Given this, isn’t it likely that Germany has both an incentive to eventually compromise while simultaneously delaying certainty on the post-Brexit “final state”? Seen thus, the delays and mixed messages emanating from Berlin are perfectly logical. Germany won’t leave its industrial giants (nor its famed Mittelstand) in the limbo of “no deal” – but it will attempt to squeeze as much value out of the Brexit process as it can in the meantime. This implies that any talk of article 50 extensions and transitions are a trap for the UK as it becomes waylaid in discussions in which cliff-edge scenarios encourage a drip feed of further relocations. It surely also suggests that a strategy of targeting German acquiescence over other countries has been a mistake.

A smarter, trade orientated approach for the UK government to Brexit would be to take the short term political hit of agreeing to a generous “divorce payment” and accepting some EU acquired rights of UK resident EU citizens. This should be done on the proviso of maintaining as near as possible existing trade arrangements – and as quickly as possible. Clearly, such a deal would be extremely attractive to the vast majority of EU member states.

The alternative would be a gradual attrition of UK’s premier industry – a sector in which it is both a world leader and one that is by far the biggest contributor to the treasury’s coffers. Brexiteers should ask themselves whether it’s really worth “dying in a ditch” for the sake of an easily serviceable one-off additional €30 billion payment, or to prevent EU citizens bringing their non-EU spouse to live with them?

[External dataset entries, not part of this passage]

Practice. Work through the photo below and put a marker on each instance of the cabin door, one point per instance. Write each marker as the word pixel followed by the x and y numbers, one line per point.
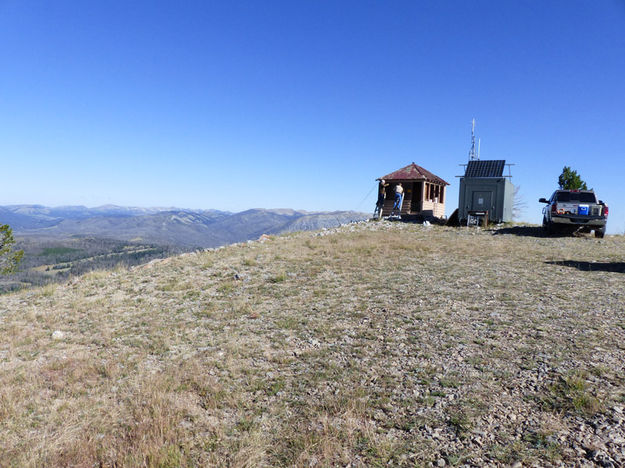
pixel 417 196
pixel 481 200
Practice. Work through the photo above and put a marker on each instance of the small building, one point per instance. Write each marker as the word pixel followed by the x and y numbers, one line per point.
pixel 424 192
pixel 484 188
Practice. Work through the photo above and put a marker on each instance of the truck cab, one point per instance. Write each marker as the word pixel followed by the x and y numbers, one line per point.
pixel 574 210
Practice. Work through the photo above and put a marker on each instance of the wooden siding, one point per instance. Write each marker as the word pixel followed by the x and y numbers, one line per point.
pixel 432 202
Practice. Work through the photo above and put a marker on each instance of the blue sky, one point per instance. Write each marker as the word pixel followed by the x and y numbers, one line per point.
pixel 302 104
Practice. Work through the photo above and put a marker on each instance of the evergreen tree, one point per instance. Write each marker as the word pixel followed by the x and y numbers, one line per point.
pixel 9 259
pixel 570 180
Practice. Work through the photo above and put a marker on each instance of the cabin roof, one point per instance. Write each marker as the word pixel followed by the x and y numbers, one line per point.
pixel 486 168
pixel 414 172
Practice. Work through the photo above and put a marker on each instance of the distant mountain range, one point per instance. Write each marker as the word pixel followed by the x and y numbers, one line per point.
pixel 165 226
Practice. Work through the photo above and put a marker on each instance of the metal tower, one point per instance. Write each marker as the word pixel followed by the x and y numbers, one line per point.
pixel 473 154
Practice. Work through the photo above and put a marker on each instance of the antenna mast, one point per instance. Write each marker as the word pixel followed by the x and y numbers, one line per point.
pixel 473 154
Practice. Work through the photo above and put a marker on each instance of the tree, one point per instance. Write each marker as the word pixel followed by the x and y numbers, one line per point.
pixel 9 259
pixel 570 180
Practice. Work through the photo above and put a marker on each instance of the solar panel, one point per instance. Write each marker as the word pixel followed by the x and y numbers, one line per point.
pixel 492 168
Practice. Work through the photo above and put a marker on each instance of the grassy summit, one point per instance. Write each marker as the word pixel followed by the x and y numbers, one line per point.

The British Government has rightly castigated some in Brussels and Berlin for putting politics before business. As Germany’s energies become bogged down in the high stakes political poker of coalition building or new elections it’s time for Britain to act on its own advice and seize the opportunity to pursue a deal in its economics interests.

Nick Tolhurst is a German writer, lecturer & consultant on international governance and finance in the European banking industry. He was previously employed by the Foreign Office.